Space Vehicles XVI programme a ‘small part to a larger solution’
The Air Force Research Laboratory (AFRL) is investigating the use of low Earth orbit satellites to extend the range of the Link 16 tactical datalink, with a critical design review scheduled for October.
The Space Vehicles XVI programme is currently at the proof of concept stage, which involves integrating a payload within a commercial satellite for a low-cost technology demonstration.
'XVI is a commercially-provided cube sat that we'll be hosting Link 16 from space,' 2nd Lt Shawn Hamel, the mission manager for the XVI programme, told Shephard.
'And what we are looking to do is show how a commercially-provided bus can be integrated with the Department of Defense payload for a low cost technology demonstration. And specifically we're looking to demonstrate the use of Link 16 from low earth orbit.'
Hamel said that one of the main goals of the project was ‘to show that there are no changes needed to the terrestrial terminals’, and that the AFRL was looking to ‘see what the uses are for Link 16 from space’.
With Link 16 migrating towards infantry use, technologies that overcome Link 16’s limitation of needing line of sight to communicate are proving attractive to the US and its allies.
The programme is currently aiming to test at low Earth orbit, as this is where radiation levels from the sun are lowest. This will help to prevent damage to some of the technology within the payload.
With the Pentagon looking at technologies that enable multi-domain operations, the Space Vehicles XVI programme is a ‘small part to a larger solution’.
However Hamel noted: ‘I really wouldn’t be able to speak to what that larger solution is. That’s a matter of our operational users and how they want to interpret the technology that we explore.’
Having awarded a 22 month contract to Viasat in February, AFRL carried out the preliminary design review in July, with critical design review coming up in October.

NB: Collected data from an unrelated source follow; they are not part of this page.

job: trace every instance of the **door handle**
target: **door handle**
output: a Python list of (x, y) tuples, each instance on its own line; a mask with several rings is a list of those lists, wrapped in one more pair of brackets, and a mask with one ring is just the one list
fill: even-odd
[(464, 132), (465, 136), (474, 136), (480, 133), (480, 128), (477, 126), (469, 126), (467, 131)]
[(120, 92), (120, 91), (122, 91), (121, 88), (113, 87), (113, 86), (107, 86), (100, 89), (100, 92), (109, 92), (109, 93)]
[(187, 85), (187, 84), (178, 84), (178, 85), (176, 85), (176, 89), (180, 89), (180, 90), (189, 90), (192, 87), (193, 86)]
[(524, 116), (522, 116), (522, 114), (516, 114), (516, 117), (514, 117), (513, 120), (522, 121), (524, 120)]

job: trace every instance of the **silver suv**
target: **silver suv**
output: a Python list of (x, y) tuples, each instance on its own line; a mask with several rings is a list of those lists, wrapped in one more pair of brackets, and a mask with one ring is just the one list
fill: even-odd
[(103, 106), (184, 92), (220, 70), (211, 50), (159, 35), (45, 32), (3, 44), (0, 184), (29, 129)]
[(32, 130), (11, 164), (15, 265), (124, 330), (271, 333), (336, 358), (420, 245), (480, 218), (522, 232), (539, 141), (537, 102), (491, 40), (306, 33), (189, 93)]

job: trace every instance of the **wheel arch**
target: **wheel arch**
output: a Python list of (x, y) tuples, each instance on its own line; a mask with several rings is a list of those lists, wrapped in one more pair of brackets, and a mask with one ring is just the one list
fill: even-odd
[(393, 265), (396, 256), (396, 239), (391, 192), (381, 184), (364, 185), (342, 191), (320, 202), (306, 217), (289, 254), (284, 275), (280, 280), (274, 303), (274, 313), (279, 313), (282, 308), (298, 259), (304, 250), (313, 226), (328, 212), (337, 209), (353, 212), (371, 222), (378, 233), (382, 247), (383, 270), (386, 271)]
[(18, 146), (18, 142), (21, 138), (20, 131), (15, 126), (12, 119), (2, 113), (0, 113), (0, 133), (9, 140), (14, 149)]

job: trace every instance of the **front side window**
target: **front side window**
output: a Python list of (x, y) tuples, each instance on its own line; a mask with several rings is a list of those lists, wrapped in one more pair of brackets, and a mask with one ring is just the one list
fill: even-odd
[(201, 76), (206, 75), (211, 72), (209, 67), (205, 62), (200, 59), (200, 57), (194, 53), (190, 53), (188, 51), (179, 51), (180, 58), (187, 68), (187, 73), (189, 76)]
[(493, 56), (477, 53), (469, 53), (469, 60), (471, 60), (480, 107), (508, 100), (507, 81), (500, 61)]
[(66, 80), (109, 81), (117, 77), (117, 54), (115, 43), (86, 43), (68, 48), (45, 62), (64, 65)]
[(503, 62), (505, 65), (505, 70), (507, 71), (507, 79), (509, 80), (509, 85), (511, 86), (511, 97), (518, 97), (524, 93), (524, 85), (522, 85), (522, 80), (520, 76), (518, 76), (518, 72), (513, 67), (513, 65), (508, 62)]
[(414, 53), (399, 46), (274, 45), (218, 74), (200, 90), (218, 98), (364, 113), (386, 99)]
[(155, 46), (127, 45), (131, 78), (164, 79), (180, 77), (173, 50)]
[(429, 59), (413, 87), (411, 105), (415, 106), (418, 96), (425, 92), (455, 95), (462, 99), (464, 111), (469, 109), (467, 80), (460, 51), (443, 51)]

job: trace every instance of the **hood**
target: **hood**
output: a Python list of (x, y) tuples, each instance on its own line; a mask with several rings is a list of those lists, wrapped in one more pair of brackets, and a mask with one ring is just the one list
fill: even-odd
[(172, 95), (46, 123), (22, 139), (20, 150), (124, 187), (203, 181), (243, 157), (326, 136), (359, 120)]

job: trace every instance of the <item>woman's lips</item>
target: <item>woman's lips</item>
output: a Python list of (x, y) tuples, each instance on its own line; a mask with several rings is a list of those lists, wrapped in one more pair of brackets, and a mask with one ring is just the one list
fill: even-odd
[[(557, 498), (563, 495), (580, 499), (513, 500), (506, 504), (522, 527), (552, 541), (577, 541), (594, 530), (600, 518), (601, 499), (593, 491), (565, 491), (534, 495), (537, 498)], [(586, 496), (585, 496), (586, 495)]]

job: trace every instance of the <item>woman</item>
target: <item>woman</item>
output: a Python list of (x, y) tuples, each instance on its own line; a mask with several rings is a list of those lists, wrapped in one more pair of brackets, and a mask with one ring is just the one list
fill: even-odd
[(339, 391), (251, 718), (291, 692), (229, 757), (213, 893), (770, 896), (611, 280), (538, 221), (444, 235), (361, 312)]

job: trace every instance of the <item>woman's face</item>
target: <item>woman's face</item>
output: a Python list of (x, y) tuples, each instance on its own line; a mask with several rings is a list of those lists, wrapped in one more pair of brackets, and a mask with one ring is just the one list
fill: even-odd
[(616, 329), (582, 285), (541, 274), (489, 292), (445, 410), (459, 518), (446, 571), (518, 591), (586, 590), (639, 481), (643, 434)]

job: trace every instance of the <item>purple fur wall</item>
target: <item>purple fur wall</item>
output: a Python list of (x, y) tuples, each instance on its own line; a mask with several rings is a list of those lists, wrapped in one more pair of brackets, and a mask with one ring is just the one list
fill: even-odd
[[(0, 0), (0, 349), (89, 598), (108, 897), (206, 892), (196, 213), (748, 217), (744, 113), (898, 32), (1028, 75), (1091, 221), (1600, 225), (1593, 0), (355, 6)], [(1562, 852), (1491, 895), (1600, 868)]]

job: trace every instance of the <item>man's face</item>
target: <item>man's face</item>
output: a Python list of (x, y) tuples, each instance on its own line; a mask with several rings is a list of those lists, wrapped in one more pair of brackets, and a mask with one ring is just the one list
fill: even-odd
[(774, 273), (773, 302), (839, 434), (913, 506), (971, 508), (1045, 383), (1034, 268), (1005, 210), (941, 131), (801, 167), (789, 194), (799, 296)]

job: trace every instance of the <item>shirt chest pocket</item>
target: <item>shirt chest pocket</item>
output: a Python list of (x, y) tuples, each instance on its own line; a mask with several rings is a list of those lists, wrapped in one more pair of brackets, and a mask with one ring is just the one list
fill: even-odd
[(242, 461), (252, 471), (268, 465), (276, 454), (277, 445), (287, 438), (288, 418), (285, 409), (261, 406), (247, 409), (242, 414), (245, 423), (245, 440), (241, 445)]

After this AFRL will start testing on integration of the payload, before finally moving on to working on the spacecraft themselves.
In a press release in May, Viasat announced that the company's Link 16-capable LEO satellite was designed to fit the Viasat Hybrid Adaptive Network (HAN) satellite communications (SATCOM) concept.
'The HAN architecture will allow users to operate across commercial and government SATCOM networks and multiple orbital regimes, creating an end-to-end multi-layered solution resilient to network congestion, intentional and unintentional interference and cyber threats – even in highly-contested environments,' the company said.